Dans son rapport, le HCJP proposait en synthèse :

  • D’exclure du champ d’application du nouveau dispositif les sociétés « déjà » cotées ;
  • De conditionner l’attribution de ces droits aux actionnaires qui exercent une fonction de direction exécutive et à la détention en continu d’une quotité minimum du capital social (20%) ;
  • De soumettre la création des droits de vote multiples au travers les actions de préférence (avec intervention du commissaire aux avantages particuliers, et interdiction pour le bénéficiaire de prendre part au vote) ;
  • D’offrir aux statuts la liberté de prévoir le nombre de droits de vote multiples, leur durée et les résolutions d’assemblées générales sur lesquelles les droits de vote multiples peuvent s’exercer (à l’exception des résolutions du Say on Pay, de la procédure des conventions réglementées et la désignation du commissaire aux comptes).

Suivant la même position que le HCJP, le Conseil de l’Union Européenne a publié à la fin de l’année 2022 une proposition de directive qui s’inscrit dans le « Listing Act Package » sur les structures avec actions à votes multiples dans les entreprises qui demandent l'admission à la négociation de leurs actions sur un marché de croissance des PME.

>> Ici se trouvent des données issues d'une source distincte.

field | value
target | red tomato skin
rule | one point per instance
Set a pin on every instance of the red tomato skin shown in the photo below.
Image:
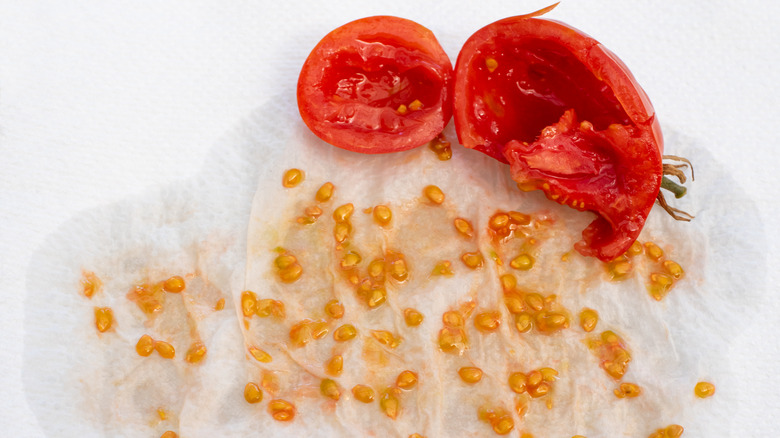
(345, 93)
(550, 157)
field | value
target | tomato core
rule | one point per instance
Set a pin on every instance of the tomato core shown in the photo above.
(376, 85)
(531, 85)
(369, 92)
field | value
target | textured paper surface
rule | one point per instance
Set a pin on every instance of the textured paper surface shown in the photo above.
(99, 386)
(109, 101)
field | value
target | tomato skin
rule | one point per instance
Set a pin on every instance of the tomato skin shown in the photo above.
(569, 118)
(353, 84)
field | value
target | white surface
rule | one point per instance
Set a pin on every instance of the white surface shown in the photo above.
(104, 101)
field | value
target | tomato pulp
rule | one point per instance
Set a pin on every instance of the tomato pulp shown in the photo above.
(377, 85)
(569, 118)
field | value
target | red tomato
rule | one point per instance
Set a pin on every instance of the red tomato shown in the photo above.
(569, 118)
(376, 85)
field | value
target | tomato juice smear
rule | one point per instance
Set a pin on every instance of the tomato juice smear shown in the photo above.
(337, 251)
(501, 308)
(522, 90)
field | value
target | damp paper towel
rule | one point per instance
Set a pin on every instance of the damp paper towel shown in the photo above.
(223, 231)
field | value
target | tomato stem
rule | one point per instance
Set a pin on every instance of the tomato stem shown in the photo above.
(678, 190)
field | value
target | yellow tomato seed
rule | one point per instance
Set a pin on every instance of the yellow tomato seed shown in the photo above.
(343, 213)
(464, 227)
(488, 321)
(325, 192)
(334, 366)
(406, 380)
(104, 318)
(174, 284)
(472, 260)
(164, 349)
(345, 333)
(523, 262)
(412, 317)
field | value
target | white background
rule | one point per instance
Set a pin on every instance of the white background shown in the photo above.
(104, 100)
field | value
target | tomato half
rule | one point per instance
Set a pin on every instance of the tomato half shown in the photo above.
(376, 85)
(569, 118)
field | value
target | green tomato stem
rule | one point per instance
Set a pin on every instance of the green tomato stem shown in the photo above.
(678, 190)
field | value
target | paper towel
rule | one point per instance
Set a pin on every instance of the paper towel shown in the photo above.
(220, 231)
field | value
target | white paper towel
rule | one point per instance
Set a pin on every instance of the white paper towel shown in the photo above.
(79, 382)
(86, 79)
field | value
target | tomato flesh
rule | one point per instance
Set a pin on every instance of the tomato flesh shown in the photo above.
(570, 120)
(376, 85)
(546, 80)
(370, 93)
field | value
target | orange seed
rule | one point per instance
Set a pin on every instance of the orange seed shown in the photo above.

Si les risques d’abus existent, comme celui de la crainte de voir dissociés le pouvoir et la responsabilité, les exemples nord-américains, ou plus proche, celui des Pays-Bas, montrent que les dispositifs permettant aux sociétés cotées d’octroyer des droits de vote multiples offrent une attractivité indéniable pour les entreprises, notamment les plus jeunes ou à forte croissance, en ce qu’elles offrent une protection indéniable contre les prises de contrôles hostiles, ou même les initiatives des fonds activistes, permettant ainsi de privilégier les stratégies sur le long terme.

(1) Traité de droit commercial, G. Ripert, R. Roblot, par M. Germain, Tome 1, 16ème édition, p. 854.